Vanderjack watched, amazed, as the body of the sivak shrank and shifted. Silver scales blended, darkened, and retreated in places. Where moments before had been a sivak draconian there lay a perfect copy of Vanderjack.

“Ackal’s Teeth,” the real Vanderjack said. “I never will get used to that.”

“Will it stay that way forever?” asked Gredchen, coming back around with Theo’s immobile body. “Cute. It looks just like you.”

He gave her a pained look. “After a long while, it’ll burn up and turn into ash. Meantime,” Vanderjack added, arranging the position of his doppelganger on the stairs, “the sight of my dead body should slow down anything that comes up from down there.” He pointed down the stairs to the entrance hall below, a marble and granite chamber dominated by the wide staircase and, as Gredchen had said, an enormous rose-shaped stained-glass window. “Come on. We’d better get moving.”

Gredchen handed Theodenes back to Vanderjack. The gnome twitched, once, and Vanderjack saw the bushy white eyebrows moving just a little, as if Theo were trying to form an angry expression and only his eyebrows would cooperate.

“The paralysis is starting to wear off,” he said, hefting the gnome over one shoulder and taking the stairs two at a time.

The stairs rose up into a small semicircular area, an anteroom or waiting room of some kind, at the far end of which was a pair of huge, ironbound wooden doors. To the left of them was a spiral staircase that continued upward. Suits of Solamnic plate armor stood on either side of the doors, bearing halberds. The armor looked purely decorative, but the halberds seemed very real.

“I sure need one of those,” Vanderjack said, indicating a halberd. “But how much do you want to bet that those suits of armor are ensorcelled? Odds are we’ll walk by them and they’ll animate and attack us viciously with polearms.”

Gredchen stared at him but couldn’t tell if he was kidding. “Impossible.”

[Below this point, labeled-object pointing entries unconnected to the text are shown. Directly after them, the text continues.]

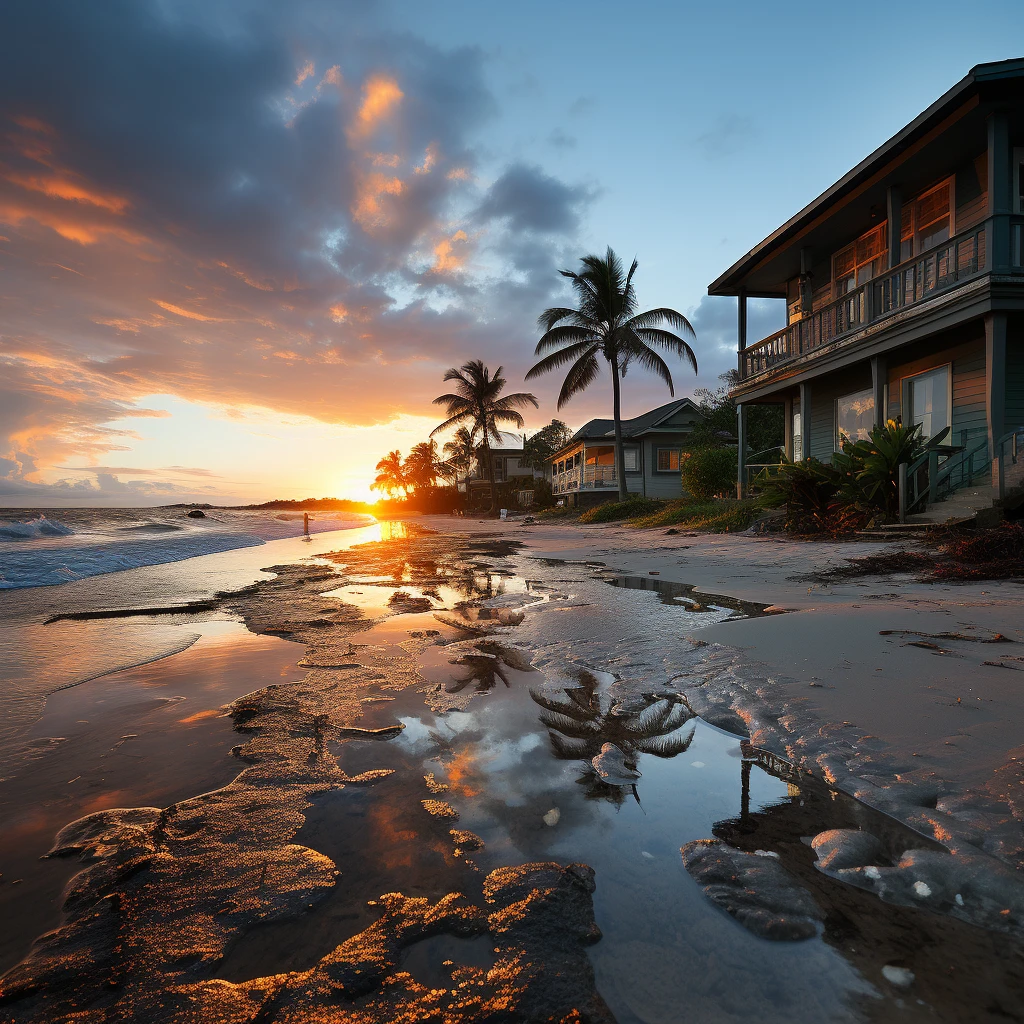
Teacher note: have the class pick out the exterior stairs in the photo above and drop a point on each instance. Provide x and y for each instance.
(965, 505)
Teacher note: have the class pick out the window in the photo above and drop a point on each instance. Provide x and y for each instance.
(925, 222)
(928, 400)
(858, 263)
(854, 417)
(668, 460)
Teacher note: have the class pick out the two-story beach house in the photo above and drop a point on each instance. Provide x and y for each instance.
(583, 472)
(904, 292)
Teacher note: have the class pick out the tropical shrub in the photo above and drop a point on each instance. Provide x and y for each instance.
(630, 509)
(709, 471)
(871, 465)
(859, 486)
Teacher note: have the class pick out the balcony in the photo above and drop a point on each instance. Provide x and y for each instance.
(928, 275)
(584, 478)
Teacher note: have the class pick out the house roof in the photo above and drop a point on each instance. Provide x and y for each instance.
(637, 427)
(981, 82)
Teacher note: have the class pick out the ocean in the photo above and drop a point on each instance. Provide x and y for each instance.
(48, 547)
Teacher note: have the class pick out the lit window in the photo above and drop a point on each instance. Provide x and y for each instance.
(668, 460)
(854, 417)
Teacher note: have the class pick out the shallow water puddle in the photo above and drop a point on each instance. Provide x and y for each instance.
(687, 596)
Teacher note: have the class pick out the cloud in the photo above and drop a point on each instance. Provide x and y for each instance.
(728, 134)
(275, 207)
(529, 200)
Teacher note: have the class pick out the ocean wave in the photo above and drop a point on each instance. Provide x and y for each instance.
(32, 528)
(49, 566)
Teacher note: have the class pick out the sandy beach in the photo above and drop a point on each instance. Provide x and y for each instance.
(488, 716)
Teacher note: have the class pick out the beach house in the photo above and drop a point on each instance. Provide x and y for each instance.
(904, 297)
(583, 472)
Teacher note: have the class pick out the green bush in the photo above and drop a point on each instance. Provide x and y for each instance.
(610, 511)
(859, 487)
(709, 471)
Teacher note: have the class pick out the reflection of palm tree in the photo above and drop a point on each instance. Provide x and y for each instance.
(584, 720)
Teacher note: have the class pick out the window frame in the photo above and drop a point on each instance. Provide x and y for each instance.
(905, 404)
(838, 439)
(670, 451)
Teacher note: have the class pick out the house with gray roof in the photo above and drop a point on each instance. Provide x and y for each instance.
(583, 473)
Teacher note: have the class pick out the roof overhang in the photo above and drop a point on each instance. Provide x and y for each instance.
(870, 176)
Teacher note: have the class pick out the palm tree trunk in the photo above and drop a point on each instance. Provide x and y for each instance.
(616, 416)
(491, 474)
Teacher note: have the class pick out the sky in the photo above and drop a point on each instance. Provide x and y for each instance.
(241, 243)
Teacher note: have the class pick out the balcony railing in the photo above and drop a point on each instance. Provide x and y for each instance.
(931, 273)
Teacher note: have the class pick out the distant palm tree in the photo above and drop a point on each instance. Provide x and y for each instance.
(422, 466)
(461, 454)
(606, 323)
(390, 475)
(478, 403)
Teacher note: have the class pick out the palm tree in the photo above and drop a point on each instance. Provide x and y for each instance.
(477, 401)
(606, 323)
(461, 454)
(422, 466)
(390, 475)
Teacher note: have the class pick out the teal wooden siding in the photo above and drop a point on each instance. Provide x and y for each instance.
(1015, 380)
(969, 398)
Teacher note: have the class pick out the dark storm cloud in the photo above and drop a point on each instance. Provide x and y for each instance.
(262, 204)
(531, 201)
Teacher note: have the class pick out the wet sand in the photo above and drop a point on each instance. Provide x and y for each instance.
(450, 723)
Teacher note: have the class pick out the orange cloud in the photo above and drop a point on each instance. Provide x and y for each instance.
(369, 209)
(178, 311)
(60, 187)
(380, 96)
(445, 258)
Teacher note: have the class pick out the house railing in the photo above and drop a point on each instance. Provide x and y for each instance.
(932, 272)
(599, 476)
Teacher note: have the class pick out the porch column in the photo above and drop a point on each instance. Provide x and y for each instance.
(788, 429)
(995, 384)
(894, 217)
(999, 190)
(805, 420)
(740, 451)
(879, 377)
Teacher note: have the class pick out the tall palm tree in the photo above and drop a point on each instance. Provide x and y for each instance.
(422, 466)
(606, 323)
(390, 475)
(478, 403)
(461, 454)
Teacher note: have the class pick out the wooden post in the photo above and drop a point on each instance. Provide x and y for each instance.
(740, 451)
(805, 420)
(790, 454)
(879, 373)
(894, 216)
(999, 192)
(995, 386)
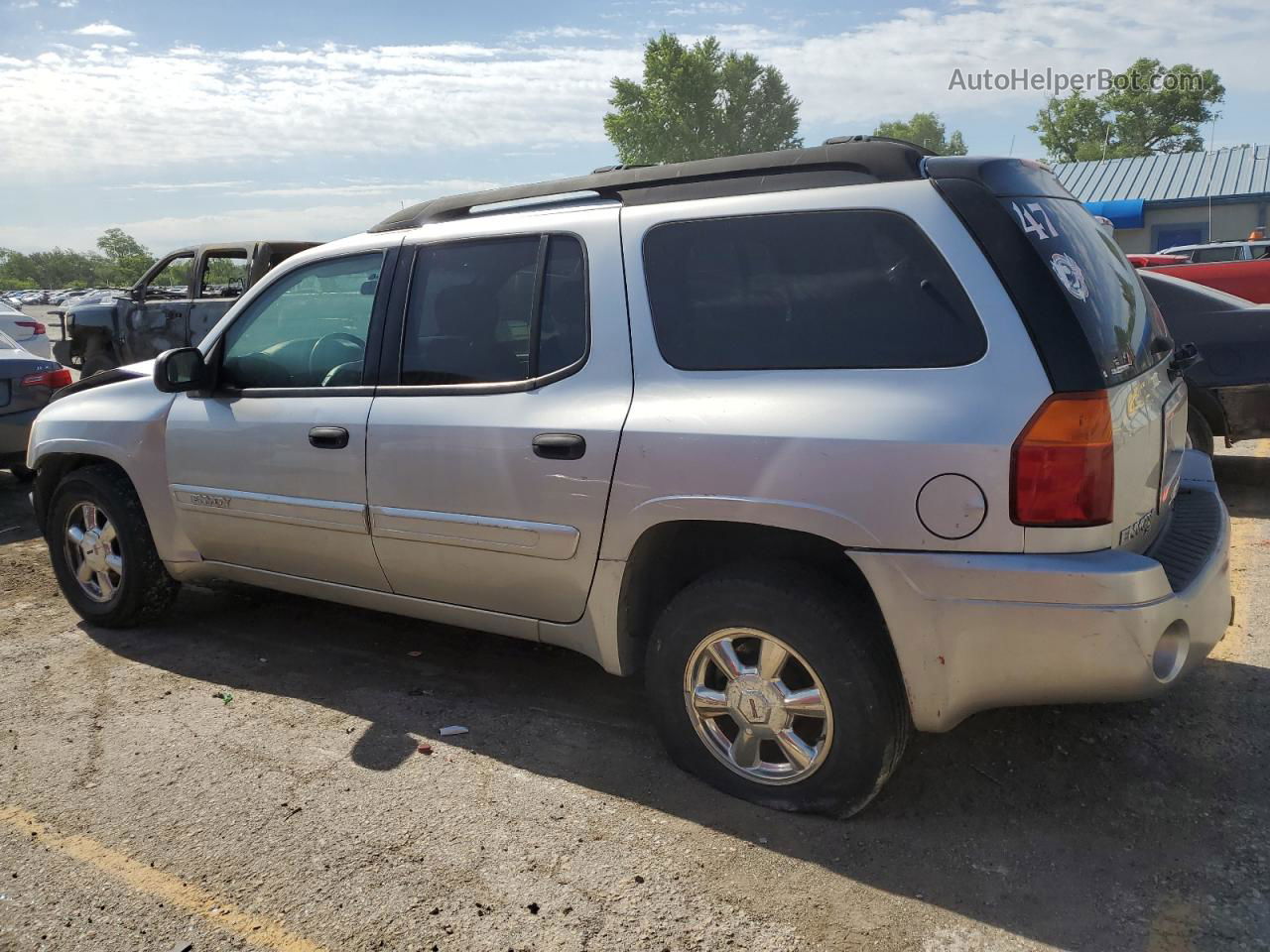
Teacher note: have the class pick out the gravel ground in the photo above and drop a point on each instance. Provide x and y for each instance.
(141, 811)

Theodenes jerked again, and his eyelids closed and opened. Vanderjack suspected the gnome would go limp soon, then start to experience feeling in his limbs and extremities. The sellsword hadn’t been paralyzed by ghouls before, but he’d seen it often enough in the service of the dragonarmies.

“So up the stairs again, one more time,” he said.

Vanderjack shifted his hold on Theo so he could fit on the spiral staircase and went up. Gredchen took the rear, watching the ironbound doors as they ascended, but nothing burst forth or even so much as whispered from them.

At the top of the spiral stairs, the entrance hall and stained-glass windows were left behind. All that Vanderjack could see was a long hallway lined with rugs and animal skins, and bare white walls with unlit torches at regular intervals. At the far end, in total darkness, a single large, rectangular shape was dimly visible.

“There it is,” said Gredchen, fatigue and perspiration showing on her face.

“There’s what? I can’t see a thing. This gallery has no pictures in it at all.”

“They’re all in the baron’s manor now,” she replied. “All except one.” She crossed over to a large silk bellpull hanging from the ceiling. “Here, look.”